Das gesamte Thema ist sehr umfangreich, ich will aber nur einen kurzen Überblick geben.
3. Links auf Unterseiten
Warum sollen nicht alle Links, die man bekommt, auf die Hauptseite gehen? Stell dir vor, Die Zeit hätte eine Million Links auf die Hauptseite. Aber nicht einen Link auf Unterseiten, wo doch die ganzen Presseartikel in Wahrheit sind. Eine Neuigkeit in den Nachrichten ist kurzzeitig auf der Startseite zu lesen. Aber der Artikel selbst ist auf einer Unterseite. Es ist nur logisch auf die Unterseite zu verlinken, anstatt auf die Startseite. Genauso in einem Onlineshop: Brigitte möchte einen Entsafter kaufen, Thomas findet diesen Entsafter in einem Shop. Wird Thomas Brigitte einen Link zur Startseite des Shops schicken? Nein, er wird ihr den Link genau zum Produkt zukommen lassen. Alles andere ist nicht normal/natürlich.
Genauso ist es auch mit den Links auf deine Seite: ist es natürlich, dass alle Links auf die Startseite zeigen? Ist es nicht. Die Startseite wird automatisch ‘stärker’, wenn auch auf die Unterseiten verlinkt wird.
4. Links kaufen – schlechte Idee
Sich Links zu beschaffen ist grundsätzlich notwendig – aber bitte einen Profi fragen.
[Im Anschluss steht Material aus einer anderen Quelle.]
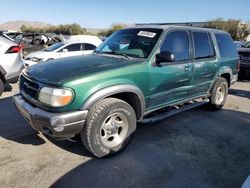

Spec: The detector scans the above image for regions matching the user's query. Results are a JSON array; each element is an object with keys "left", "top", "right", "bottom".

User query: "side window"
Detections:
[
  {"left": 64, "top": 43, "right": 81, "bottom": 52},
  {"left": 193, "top": 32, "right": 215, "bottom": 59},
  {"left": 161, "top": 31, "right": 189, "bottom": 61},
  {"left": 215, "top": 34, "right": 237, "bottom": 58},
  {"left": 84, "top": 43, "right": 96, "bottom": 50}
]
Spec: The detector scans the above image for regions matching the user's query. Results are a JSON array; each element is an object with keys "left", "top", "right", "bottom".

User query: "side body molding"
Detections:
[{"left": 82, "top": 84, "right": 145, "bottom": 118}]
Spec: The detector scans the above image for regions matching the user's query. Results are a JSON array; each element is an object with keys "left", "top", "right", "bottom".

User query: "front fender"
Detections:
[{"left": 82, "top": 84, "right": 145, "bottom": 116}]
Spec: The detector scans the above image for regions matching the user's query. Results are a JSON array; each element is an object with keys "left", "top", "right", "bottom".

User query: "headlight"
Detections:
[{"left": 38, "top": 87, "right": 73, "bottom": 107}]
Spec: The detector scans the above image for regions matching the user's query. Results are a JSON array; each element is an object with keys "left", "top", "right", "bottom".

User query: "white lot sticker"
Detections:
[{"left": 137, "top": 31, "right": 156, "bottom": 38}]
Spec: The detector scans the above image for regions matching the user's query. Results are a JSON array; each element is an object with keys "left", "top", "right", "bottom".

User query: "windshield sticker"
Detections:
[{"left": 137, "top": 31, "right": 156, "bottom": 38}]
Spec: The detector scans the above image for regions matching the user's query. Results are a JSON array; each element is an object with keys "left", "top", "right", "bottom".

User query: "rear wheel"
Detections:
[
  {"left": 208, "top": 78, "right": 228, "bottom": 110},
  {"left": 81, "top": 98, "right": 136, "bottom": 157},
  {"left": 0, "top": 79, "right": 4, "bottom": 96}
]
Suchmaschinen sind nicht dumm. Hinter Google sitzen tausende studierter Computerfachleute, die sich nicht einfach austricksen lassen. Es geht, aber man darf nicht denken, dass Google dämlich ist. Wenn Links gekauft werden und man es nicht richtig anstellt, dann kann man eine Strafe riskieren. Das bedeutet im Detail, dass die Webseite z. B. mit einer -50 Strafe belegt wird und um 50 Positionen abrutscht. Schlimm ist das besonders, wenn einen eine -100 oder -1000 Strafe erwischt. Strafen können auch zeitlich begrenzt sein. Konkret heißt das, dass deine Seite z. B. für 365 Tage nicht mehr in den Suchergebnissen angezeigt wird, wenn man versucht, Google zu hintergehen. Wie gesagt, es funktioniert, nur sollte man GENAU wissen, was man tut und wie es sich auswirkt.
Mit dieser kleinen Übersicht soll der Neuling oder erfahrene gerne weiter in die Tiefe arbeiten. Quellen und Erfahrungen kann ich mehr als genug teilen. Ich hoffe, dass dieser Artikel dem ein oder anderen hilfreich sein wird.
Ich habe mich wirklich einigermaßen kurz fassen wollen, da man natürlich Bände mit all den Erkenntnissen füllen könnte.